2. 3402 sayılı Kadastro Kanunu’nun 15. maddesi şöyledir "Tapuda kayıtlı taşınmaz malların malikleri veya bunların mirasçıları arasında, tapuda kayıtlı olmayan taşınmaz malların ise on dördüncü madde gereğince belirlenen zilyetleri arasında taksim edildikleri belgelerle veya bilirkişi veyahut tanık beyanları ile sabit olduğu takdirde bu mallar taksim gereğince zilyetleri adına tespit olunur." hükümlerine yer verilmiştir.
3. Değerlendirme
1. Bölge adliye mahkemelerinin nihai kararlarının bozulması 6100 sayılı Kanunu'nun 371 ... maddesinde yer alan sebeplerden birinin varlığı hâlinde mümkündür.

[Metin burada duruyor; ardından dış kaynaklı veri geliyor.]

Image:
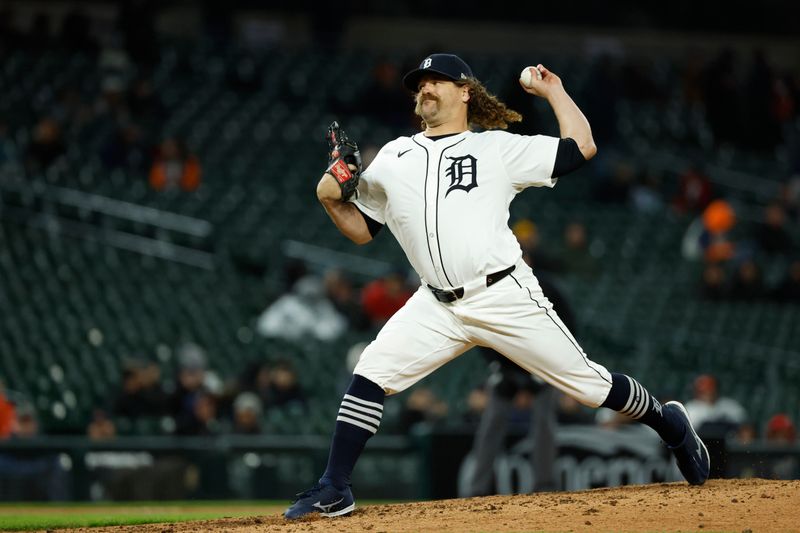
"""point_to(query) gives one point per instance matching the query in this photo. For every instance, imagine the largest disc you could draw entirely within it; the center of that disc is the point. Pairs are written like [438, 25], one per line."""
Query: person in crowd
[141, 393]
[247, 411]
[422, 405]
[304, 311]
[713, 414]
[175, 167]
[339, 290]
[46, 146]
[382, 297]
[101, 427]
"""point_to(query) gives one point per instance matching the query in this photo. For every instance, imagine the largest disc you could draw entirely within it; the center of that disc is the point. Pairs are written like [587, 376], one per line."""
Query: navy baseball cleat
[691, 455]
[326, 500]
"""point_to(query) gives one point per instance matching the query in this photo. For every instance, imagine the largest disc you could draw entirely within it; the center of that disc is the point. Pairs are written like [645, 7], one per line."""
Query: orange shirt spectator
[174, 167]
[8, 417]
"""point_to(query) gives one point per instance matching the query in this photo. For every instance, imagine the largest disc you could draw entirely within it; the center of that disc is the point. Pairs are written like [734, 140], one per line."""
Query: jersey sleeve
[528, 159]
[371, 198]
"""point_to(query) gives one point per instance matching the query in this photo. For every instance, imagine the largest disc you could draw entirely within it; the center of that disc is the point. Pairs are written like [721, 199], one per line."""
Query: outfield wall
[428, 465]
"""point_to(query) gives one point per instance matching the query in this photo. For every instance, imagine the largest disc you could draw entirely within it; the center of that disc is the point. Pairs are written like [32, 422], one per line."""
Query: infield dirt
[720, 505]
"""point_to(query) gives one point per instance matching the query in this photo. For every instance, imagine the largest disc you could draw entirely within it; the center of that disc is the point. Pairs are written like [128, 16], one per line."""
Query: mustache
[423, 97]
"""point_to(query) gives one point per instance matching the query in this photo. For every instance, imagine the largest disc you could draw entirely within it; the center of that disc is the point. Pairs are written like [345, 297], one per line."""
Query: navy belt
[454, 294]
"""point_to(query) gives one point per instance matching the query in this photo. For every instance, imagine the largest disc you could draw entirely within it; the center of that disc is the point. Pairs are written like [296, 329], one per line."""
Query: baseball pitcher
[444, 193]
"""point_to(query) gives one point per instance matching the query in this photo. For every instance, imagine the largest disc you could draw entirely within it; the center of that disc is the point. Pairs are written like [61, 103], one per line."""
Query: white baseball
[526, 76]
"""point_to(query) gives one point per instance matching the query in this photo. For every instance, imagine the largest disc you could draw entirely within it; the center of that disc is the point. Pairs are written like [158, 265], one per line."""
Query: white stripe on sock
[626, 410]
[360, 416]
[644, 401]
[356, 423]
[362, 409]
[365, 403]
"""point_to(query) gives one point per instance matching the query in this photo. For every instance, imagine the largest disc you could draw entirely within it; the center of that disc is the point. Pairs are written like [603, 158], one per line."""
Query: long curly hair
[484, 109]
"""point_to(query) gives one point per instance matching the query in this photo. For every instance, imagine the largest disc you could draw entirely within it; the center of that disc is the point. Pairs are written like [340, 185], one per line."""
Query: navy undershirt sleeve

2. Temyizen incelenen karar, tarafların karşılıklı iddia ve savunmalarına, dayandıkları belgelere, uyuşmazlığa uygulanması gereken hukuk kuralları ile hukuki ilişkinin nitelendirilmesine, dava şartlarına, yargılama ve ispat kuralları ile kararda belirtilen gerekçelere göre usul ve kanuna uygun olup davacılar vekili tarafından temyiz dilekçesinde ileri sürülen nedenler kararın bozulmasını gerektirecek nitelikte görülmemiştir.
VI. KARAR
Açıklanan sebeplerle;
Temyiz olunan Bölge Adliye Mahkemesi kararının 6100 sayılı Kanun'un 370 ... maddesinin birinci fıkrası uyarınca ONANMASINA,
Aşağıda yazılı 120,60 TL bakiye onama harcının davacılardan alınmasına,
Dosyanın İlk Derece Mahkemesine, kararın bir örneğinin Bölge Adliye Mahkemesine gönderilmesine,
03.07.2023 tarihinde kesin olmak üzere oy birliğiyle karar verildi.